という経済のインフラの整備だと考えています。100年に一度の云々とは、金融が壊滅的となり、場合によってはその一歩手前の貨幣(通貨)まで怪しくなるかも、というインフラの破壊であるから、政府が乗り出さなければならない、という指摘はありうるかも知れません。

ちなみに現段階は、多くの国では、通貨危機までは至っておらず、金融(信用)の収縮が、貨幣の価値を尋常でないほど高めているというのが現状です(Cash is king)。極端な荒療治は、紙切れの価値が無限大に高まることはありえず、どこかで反転するまで放置しろというもの。しかし、当ブログをしばしばパクッている元市場原理主義者の先生方も、そこまではおっしゃらず、埋蔵金をここぞとばかりに使いましょうというご意見やら、それこそ政府紙幣云々とのご意見が聞こえてきます。

荒療治では選挙に勝てないから、麻薬でも抗生物質でも兎に角形振り構わずばら撒けという政策は、貨幣流通インフラにまでは浸食していなかった危機の程度を寧ろ高めます。

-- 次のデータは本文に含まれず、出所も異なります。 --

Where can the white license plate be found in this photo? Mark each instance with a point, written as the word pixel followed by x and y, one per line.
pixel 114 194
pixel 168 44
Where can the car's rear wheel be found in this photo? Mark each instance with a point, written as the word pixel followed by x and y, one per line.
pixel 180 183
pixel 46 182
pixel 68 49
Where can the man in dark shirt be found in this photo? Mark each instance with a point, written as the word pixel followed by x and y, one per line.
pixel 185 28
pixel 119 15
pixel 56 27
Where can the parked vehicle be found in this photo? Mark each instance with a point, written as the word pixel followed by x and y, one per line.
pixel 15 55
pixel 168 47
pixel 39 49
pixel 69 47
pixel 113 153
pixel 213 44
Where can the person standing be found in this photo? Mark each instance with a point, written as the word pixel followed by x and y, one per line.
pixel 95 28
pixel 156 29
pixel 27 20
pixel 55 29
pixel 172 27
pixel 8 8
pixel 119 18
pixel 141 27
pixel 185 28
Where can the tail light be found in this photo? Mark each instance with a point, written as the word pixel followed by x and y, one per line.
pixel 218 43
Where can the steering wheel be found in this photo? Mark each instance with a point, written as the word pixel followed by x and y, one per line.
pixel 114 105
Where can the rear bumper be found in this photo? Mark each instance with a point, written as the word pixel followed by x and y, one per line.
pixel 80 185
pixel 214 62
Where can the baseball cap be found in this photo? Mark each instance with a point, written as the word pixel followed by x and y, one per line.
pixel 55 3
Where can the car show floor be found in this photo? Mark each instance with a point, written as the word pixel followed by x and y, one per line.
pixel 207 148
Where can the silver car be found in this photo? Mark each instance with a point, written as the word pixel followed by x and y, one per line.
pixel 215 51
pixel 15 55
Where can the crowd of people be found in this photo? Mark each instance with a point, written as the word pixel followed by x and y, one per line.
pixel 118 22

昨夜の利下げ後、一瞬健康状態を取り戻したかに見えるかつての基軸通貨国家イギリスも、そしてユーロ圏では、スペインやアイルランドも、本日のテーマ「麻薬としての政府通貨」に手を出さざるを得ない状況にあると考えられます。ばら撒き政策の技術上の問題としては、国別に中央銀行があり、国債等の買い切りオペ(マネタイゼーション)という選択肢が終始残されている日中米とは好対照です。